Oklahoma still plans to go to trial against 12 other opioid manufacturers including Teva Pharmaceuticals USA, Inc., and Johnson & Johnson. The trial is scheduled to start May 28.
The settlement, announced Tuesday, is 27 times more than what then-West Virginia Attorney General Darrell McGraw settled with Purdue Pharma over OxyContin in 2004. The state received $10 million over a four-year period. McGraw originally filed the lawsuit in 2001 claiming Purdue Pharma had aggressively marketed OxyContin in West Virginia leading to addiction. More than a third of the settlement went to attorney fees.
Charleston attorney Rusty Webb, who represents more than two dozen West Virginia cities and counties in pending mass litigation lawsuits against drug companies, said McGraw’s lawsuit was a very novel idea. He said a 2012 lawsuit against three other drug makers, which settled in 2016, paved the way for the current litigation.
The 2004 settlement announcement in West Virginia said the money would be used to finance community-based drug abuse and diversion programs and law enforcement initiatives. Southern West Virginia Community and Technical College received $180,000 of the settlement for its nursing programs that centered on drug abuse.
“It is an acceptable settlement,” Will Steele, McGraw’s managing deputy attorney general, said at the time.
Claims Oklahoma made against Purdue Pharma were many of the same claims McGraw made 18 years ago. The company allegedly aggressively marketed the painkiller to doctors while at the same time not emphasizing its addictive qualities.
Reports in recent weeks have said Purdue Pharma is considering filing for bankruptcy. It is named in more than 1,000 lawsuits filed by state and local governments. Webb said Tuesday it remains to be seen what Purdue Pharma will do.
“This (Oklahoma case) is a settlement it’s not a judgment. It makes you wonder about the bankruptcy. It seems to make sense if they were going to file they would have done it before the Oklahoma settlement,” Webb said.
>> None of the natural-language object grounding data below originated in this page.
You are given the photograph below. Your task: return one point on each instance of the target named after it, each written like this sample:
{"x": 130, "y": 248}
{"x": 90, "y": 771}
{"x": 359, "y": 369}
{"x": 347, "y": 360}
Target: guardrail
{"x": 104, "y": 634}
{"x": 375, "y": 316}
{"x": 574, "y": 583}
The next large case scheduled for trial involving Purdue Pharma has the state of Massachusetts as the plaintiff. It’s scheduled to be followed by a lawsuit involving Cuyahoga County, Ohio. Lawsuits filed by Cabell County and Huntington could go to trial in 2020. Webb said it would be premature to predict whether Purdue Pharma would settle any or all of those cases.
“It’s hard to say whether it’s a trend or a one time deal. It’s hard to say right now,” Webb said.